André Yudi - Alto-mar
São Paulo, 07 de dezembro de 2023
Eu e meu amigo Felipe estamos viajando de avião para o Canadá e ficaremos uma semana por lá, estou escrevendo esse diário para registrar os acontecimentos. A viagem está tranquila, mas como sempre tenho medo de voar, decidi tomar um calmante para dormir e o tempo passar mais rápido.
Algum lugar entre São Paulo e Canadá, 08 de dezembro de 2023
Ao acordar, ainda sonolento, senti o meu corpo sendo arremessado violentamente para fora do meu assento em direção ao ar. Uma pessoa me agarrou e uma onda batendo no meu peito, na hora e percebi que o Felipe estava se segurando na asa do avião; ele me ajudou a subir nela também, estávamos à deriva. Ele me explicou que quando eu dormi uma forte tempestade aconteceu, o avião perdeu o controle e caiu no mar. Depois que ele terminou de contar, o que havia acontecido, começamos a remar com nossas próprias mãos e fomos procurar por mais sobreviventes, mas sem sucesso na missão.
Analisamos os recursos que tínhamos, não era tanta coisa: no meu bolso estavam duas canetas e esse caderno molhado; pela areia achamos duas garrafinhas de água, algumas embalagens de aperitivos do avião e meu celular, que estava encharcado e não ligava. Fomos procurar mais recursos nos destroços do acidente, mas só achamos um espelho de maquiagem quebrado, peças aleatórias de roupas e um fio dental, que boiavam.

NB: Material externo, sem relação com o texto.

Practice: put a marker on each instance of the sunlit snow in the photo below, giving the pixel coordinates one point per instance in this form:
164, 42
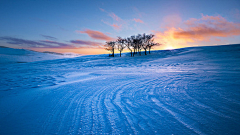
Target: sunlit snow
182, 91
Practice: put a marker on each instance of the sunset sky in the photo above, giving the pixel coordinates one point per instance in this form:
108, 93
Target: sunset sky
83, 27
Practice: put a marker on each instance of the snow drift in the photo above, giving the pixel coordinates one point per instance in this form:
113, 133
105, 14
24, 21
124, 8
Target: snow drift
184, 91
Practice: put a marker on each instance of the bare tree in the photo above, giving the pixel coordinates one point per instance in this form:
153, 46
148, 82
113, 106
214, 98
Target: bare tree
139, 43
121, 44
110, 46
129, 45
151, 44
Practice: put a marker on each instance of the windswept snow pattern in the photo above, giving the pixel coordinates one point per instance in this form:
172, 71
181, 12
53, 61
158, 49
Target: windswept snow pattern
183, 91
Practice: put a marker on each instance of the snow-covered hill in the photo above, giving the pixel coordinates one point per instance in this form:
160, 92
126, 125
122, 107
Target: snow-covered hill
10, 55
183, 91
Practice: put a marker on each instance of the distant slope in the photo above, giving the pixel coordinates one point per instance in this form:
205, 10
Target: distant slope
10, 55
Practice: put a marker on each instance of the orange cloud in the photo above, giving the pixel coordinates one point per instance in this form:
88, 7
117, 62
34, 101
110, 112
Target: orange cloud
196, 30
96, 35
207, 27
138, 20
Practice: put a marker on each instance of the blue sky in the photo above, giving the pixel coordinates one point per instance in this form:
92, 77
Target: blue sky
83, 26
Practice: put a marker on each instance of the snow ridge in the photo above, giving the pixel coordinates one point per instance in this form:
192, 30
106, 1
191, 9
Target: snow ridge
183, 91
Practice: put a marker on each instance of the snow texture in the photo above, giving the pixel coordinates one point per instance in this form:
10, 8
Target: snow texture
183, 91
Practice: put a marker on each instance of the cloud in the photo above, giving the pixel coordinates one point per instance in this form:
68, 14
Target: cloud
96, 35
116, 26
138, 20
57, 44
207, 27
87, 44
196, 30
49, 37
102, 9
34, 44
114, 16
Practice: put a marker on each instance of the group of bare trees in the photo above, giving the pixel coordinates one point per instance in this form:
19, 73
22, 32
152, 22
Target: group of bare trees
135, 44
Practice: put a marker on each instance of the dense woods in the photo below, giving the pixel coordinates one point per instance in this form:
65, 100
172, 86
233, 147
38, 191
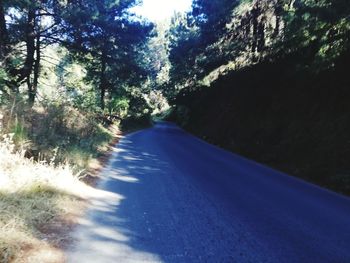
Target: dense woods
268, 79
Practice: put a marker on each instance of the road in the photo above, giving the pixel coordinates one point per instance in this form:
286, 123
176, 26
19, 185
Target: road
175, 198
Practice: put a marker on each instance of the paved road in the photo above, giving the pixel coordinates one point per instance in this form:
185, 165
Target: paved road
175, 198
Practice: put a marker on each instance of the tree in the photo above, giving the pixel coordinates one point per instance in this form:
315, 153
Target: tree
107, 39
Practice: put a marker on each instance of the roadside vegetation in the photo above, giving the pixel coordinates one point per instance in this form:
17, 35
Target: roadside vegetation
267, 79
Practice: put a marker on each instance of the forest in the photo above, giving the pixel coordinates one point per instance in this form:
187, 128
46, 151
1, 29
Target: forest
267, 79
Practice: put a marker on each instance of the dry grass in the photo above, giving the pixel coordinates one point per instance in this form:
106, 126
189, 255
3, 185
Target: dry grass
36, 201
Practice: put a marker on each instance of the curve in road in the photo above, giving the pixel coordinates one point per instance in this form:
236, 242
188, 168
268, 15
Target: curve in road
175, 198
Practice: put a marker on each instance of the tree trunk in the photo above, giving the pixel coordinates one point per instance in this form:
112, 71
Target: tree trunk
36, 73
26, 70
103, 82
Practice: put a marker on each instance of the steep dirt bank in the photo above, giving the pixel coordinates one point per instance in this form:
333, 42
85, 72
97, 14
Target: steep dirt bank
284, 115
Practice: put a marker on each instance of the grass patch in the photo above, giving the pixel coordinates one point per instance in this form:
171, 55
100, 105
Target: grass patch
44, 154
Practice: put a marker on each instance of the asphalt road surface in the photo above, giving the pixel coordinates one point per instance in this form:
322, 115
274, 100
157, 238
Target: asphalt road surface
171, 197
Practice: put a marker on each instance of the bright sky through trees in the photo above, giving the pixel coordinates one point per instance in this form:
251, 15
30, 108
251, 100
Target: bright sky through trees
156, 10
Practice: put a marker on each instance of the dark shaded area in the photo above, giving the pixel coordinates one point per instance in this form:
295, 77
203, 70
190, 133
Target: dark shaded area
179, 199
280, 114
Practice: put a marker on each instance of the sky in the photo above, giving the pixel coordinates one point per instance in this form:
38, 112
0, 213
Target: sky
157, 10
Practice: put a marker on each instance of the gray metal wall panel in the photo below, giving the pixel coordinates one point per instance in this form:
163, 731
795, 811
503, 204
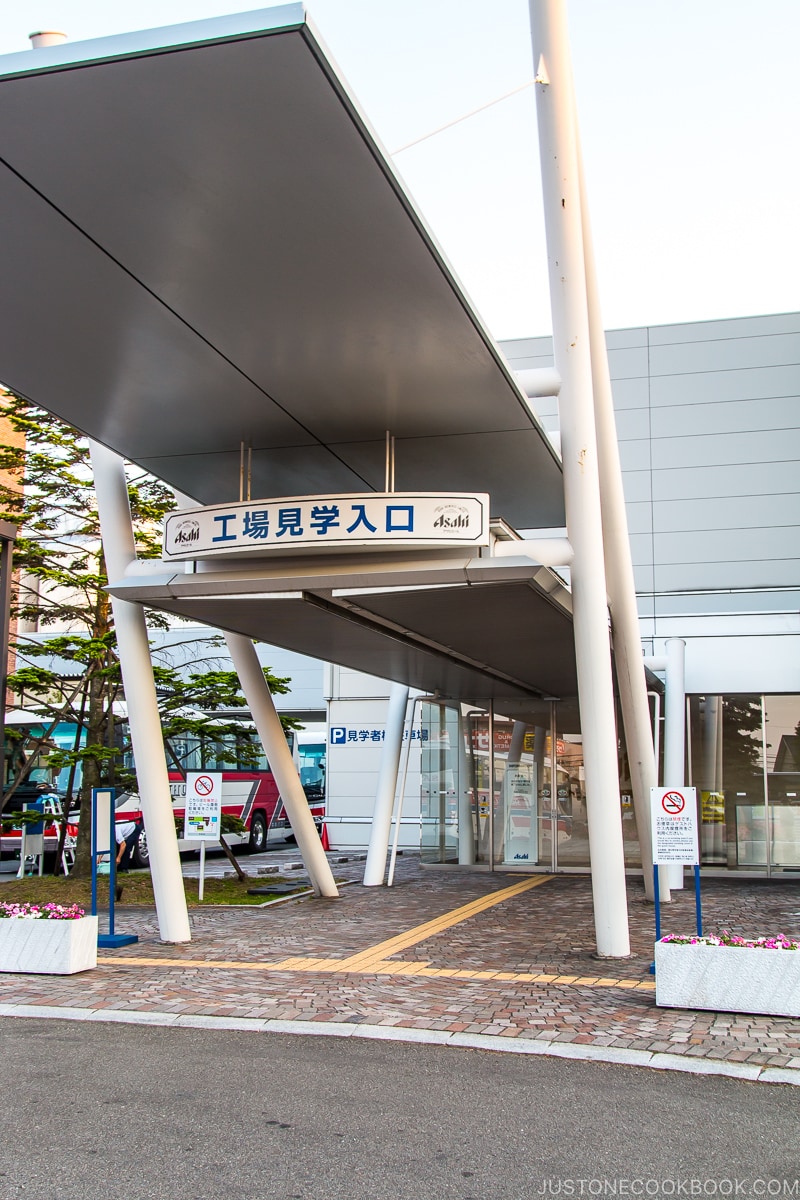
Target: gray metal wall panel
749, 479
753, 546
713, 576
732, 513
725, 355
635, 454
637, 486
708, 418
734, 449
633, 424
717, 330
619, 339
715, 387
629, 363
734, 417
639, 517
631, 394
642, 549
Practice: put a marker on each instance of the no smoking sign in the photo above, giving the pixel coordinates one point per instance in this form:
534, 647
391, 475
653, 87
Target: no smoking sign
673, 803
673, 815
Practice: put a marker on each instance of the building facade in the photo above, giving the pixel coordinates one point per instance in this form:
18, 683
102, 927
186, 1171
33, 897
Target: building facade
708, 421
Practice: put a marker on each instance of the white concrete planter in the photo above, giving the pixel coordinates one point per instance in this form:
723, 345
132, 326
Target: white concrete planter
48, 947
728, 978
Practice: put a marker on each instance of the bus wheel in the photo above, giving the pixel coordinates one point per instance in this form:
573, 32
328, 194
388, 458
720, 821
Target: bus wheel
257, 833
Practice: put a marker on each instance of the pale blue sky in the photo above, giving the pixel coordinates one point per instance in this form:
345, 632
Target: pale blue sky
689, 115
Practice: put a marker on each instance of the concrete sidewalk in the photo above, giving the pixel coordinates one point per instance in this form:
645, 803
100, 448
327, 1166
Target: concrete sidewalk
455, 955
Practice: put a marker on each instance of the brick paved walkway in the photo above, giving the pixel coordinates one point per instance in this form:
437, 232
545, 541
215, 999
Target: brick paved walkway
517, 967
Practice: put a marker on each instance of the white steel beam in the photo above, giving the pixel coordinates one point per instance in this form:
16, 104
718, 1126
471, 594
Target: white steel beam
114, 511
564, 227
382, 816
619, 575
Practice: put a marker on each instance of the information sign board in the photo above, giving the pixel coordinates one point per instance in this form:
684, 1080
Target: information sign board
203, 814
673, 811
376, 520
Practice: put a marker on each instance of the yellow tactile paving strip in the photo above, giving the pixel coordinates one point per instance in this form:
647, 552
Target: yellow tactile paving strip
377, 959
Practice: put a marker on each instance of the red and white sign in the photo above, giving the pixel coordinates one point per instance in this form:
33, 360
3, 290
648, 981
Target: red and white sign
673, 814
203, 814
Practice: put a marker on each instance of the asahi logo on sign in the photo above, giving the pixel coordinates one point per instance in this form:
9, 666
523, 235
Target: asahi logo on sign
451, 516
374, 520
186, 533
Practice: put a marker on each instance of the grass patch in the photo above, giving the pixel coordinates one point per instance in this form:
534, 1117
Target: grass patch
137, 889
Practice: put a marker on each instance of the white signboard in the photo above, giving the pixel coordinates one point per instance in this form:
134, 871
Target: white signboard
329, 522
673, 811
203, 815
522, 831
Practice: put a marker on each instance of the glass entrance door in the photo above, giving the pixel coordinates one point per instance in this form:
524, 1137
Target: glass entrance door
501, 791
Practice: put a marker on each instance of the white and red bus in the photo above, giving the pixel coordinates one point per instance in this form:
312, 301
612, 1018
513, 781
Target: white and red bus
248, 787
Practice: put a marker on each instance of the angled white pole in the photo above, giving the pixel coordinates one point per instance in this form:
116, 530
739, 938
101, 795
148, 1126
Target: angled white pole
571, 342
278, 755
619, 575
119, 546
382, 815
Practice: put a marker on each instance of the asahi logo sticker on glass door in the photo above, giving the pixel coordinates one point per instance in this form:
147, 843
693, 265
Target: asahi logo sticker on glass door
376, 520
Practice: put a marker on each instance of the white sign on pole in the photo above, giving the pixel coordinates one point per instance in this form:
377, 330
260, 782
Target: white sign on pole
378, 520
203, 815
673, 813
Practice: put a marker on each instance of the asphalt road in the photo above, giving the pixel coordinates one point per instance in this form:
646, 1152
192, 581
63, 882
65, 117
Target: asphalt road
100, 1110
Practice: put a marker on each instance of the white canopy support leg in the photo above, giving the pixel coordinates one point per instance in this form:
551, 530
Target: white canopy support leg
382, 816
619, 577
114, 511
564, 226
270, 731
465, 820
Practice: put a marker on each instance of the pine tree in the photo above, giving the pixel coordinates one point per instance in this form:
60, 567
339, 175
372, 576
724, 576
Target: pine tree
62, 628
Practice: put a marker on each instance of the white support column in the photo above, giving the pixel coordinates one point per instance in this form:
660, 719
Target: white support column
465, 820
382, 816
114, 511
619, 575
270, 731
675, 730
561, 192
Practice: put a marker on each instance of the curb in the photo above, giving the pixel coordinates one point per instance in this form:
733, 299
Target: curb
655, 1061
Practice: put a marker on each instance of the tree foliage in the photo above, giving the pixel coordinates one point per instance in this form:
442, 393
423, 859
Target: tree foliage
62, 628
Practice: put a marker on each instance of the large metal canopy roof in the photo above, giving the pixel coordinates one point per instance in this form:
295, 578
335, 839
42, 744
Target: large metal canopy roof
480, 628
204, 246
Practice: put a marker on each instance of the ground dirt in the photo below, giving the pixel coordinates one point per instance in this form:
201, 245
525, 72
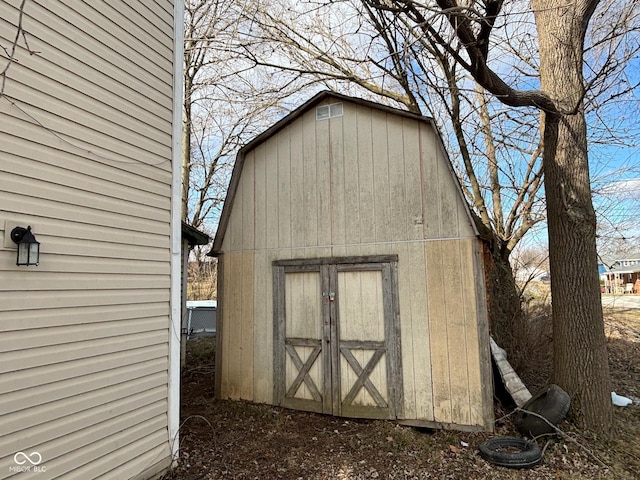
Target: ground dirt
241, 440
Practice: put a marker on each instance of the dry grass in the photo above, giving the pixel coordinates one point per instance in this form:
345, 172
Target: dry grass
240, 440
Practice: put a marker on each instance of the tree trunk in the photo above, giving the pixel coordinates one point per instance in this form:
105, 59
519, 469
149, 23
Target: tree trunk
186, 150
580, 361
506, 319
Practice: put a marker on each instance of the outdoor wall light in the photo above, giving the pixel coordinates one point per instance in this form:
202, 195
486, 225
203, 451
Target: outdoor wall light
28, 246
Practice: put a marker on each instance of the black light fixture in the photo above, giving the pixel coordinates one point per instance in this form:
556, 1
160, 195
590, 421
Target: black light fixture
28, 246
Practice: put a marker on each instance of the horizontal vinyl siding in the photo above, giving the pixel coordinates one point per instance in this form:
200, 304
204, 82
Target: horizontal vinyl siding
85, 159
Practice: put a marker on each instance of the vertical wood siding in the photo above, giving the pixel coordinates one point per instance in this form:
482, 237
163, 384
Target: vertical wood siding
85, 159
367, 183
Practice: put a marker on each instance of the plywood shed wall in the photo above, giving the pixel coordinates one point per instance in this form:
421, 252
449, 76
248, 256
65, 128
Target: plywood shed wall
351, 277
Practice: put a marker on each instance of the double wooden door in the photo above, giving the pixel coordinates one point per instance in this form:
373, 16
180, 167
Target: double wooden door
336, 336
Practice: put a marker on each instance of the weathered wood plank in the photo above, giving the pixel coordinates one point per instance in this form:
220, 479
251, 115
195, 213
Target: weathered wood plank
355, 260
272, 202
438, 334
323, 180
396, 179
416, 288
310, 181
247, 326
284, 188
279, 333
431, 184
299, 216
381, 193
247, 187
365, 175
263, 325
351, 180
449, 198
337, 161
413, 185
457, 318
260, 197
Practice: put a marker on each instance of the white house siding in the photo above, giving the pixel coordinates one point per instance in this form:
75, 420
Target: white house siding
368, 183
85, 159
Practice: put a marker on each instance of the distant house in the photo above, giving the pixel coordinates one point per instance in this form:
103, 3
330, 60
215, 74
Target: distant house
620, 274
90, 121
350, 272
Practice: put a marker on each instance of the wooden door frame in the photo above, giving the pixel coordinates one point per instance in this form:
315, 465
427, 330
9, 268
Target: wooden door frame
331, 402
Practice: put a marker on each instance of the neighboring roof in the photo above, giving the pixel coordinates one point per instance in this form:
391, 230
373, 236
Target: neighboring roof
194, 236
298, 112
615, 264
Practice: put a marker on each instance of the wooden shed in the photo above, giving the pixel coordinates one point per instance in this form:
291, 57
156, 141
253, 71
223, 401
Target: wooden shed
351, 279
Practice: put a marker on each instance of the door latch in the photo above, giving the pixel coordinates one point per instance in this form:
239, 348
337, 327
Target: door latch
330, 295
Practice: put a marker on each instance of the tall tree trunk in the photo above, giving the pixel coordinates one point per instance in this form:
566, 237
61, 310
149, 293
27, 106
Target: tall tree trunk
186, 149
506, 319
580, 355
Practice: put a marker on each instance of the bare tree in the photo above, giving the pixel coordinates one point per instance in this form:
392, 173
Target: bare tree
226, 103
580, 356
412, 53
356, 48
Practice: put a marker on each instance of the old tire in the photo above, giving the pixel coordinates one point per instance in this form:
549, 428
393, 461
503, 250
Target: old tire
511, 452
552, 403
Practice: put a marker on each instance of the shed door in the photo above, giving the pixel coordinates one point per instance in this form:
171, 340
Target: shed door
337, 340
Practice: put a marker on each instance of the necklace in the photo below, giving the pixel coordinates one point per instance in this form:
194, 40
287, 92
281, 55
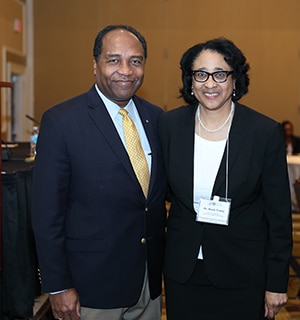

Precisamos ser achados logo.
Algum lugar entre São Paulo e Canadá, 09 de dezembro de 2023
Já estamos com muita fome, mas temos de economizar comida. Meu amigo está tentando pescar com a mão, tenho certeza que ele não vai conseguir, mas ele é muito insistente. Fiquei com raiva e peguei um pedaço dos destroços do avião, amarrei o fio dental na ponta e depois coloquei um pouco de comida, fazendo uma vara de pesca improvisada. Surpreendentemente, consegui pegar um peixe, mas como não tínhamos fogo para assá-lo, comemos cru; logo eu, que nunca quis experimentar comida japonesa justamente por nojo de peixe cru... O Felipe que comentou essa ironia.
Algum lugar entre São Paulo e Canadá, 10 de dezembro de 2023
Ao anoitecer, com algo no estômago decidimos dormir, mas no meio da noite aconteceu uma tempestade.
O Felipe tentou pegar os recursos para que não caíssem no mar, mas o vento estava muito forte e as ondas turbulentas; a asa poderia virar a qualquer momento, o que significaria as nossas mortes, então eu me segurei com todas as minhas forças para não cair.
Passaram-se horas e a tempestade parecia que não acabaria nunca, mas quando finalmente acabou, estávamos muito longe do avião, nem conseguíamos vê-lo. Ao olhar para o horizonte, vi uma ilha remota, então juntamos as poucas forças que ainda tínhamos e remamos até lá.
O meu amigo, mesmo exausto, correu para a terra e viu um coqueiro, o que o motivou mais ainda; ele conseguiu, não sei como, quebrar o coco e bebeu a sua água rapidamente; eu repeti o processo.
Algum lugar entre São Paulo e Canadá, 11 de dezembro de 2023
A ilha é muito pequena, não tem nenhum animal, não conseguimos mais pescar nada.
Estamos vivendo exclusivamente do coco.
São Paulo, 16 de dezembro de 2023
Passamos cinco dias naquela ilha, nos alimentando apenas com peixes e muito tédio.
Quando não víamos mais saída para aquela solução, avistamos um helicóptero, não poderíamos perder essa chance. Logo percebemos que não ouviriam nossos gritos fracos, então pegamos o espelhinho quebrado e o usamos para refletir o sol no helicóptero.
Quando o piloto, chocado, pousou e nos resgatou, perguntando se estávamos bem. Eu respondi: “Tirando o fato de a gente ter sobrevivido a um acidente de avião, quase morrermos em uma tempestade, ficarmos uma semana perdidos... tirando isso, estamos bem”.
Agora, ainda no hospital me recuperando, precisei explicar para a enfermeira porque joguei a caixinha de água de coco na parede.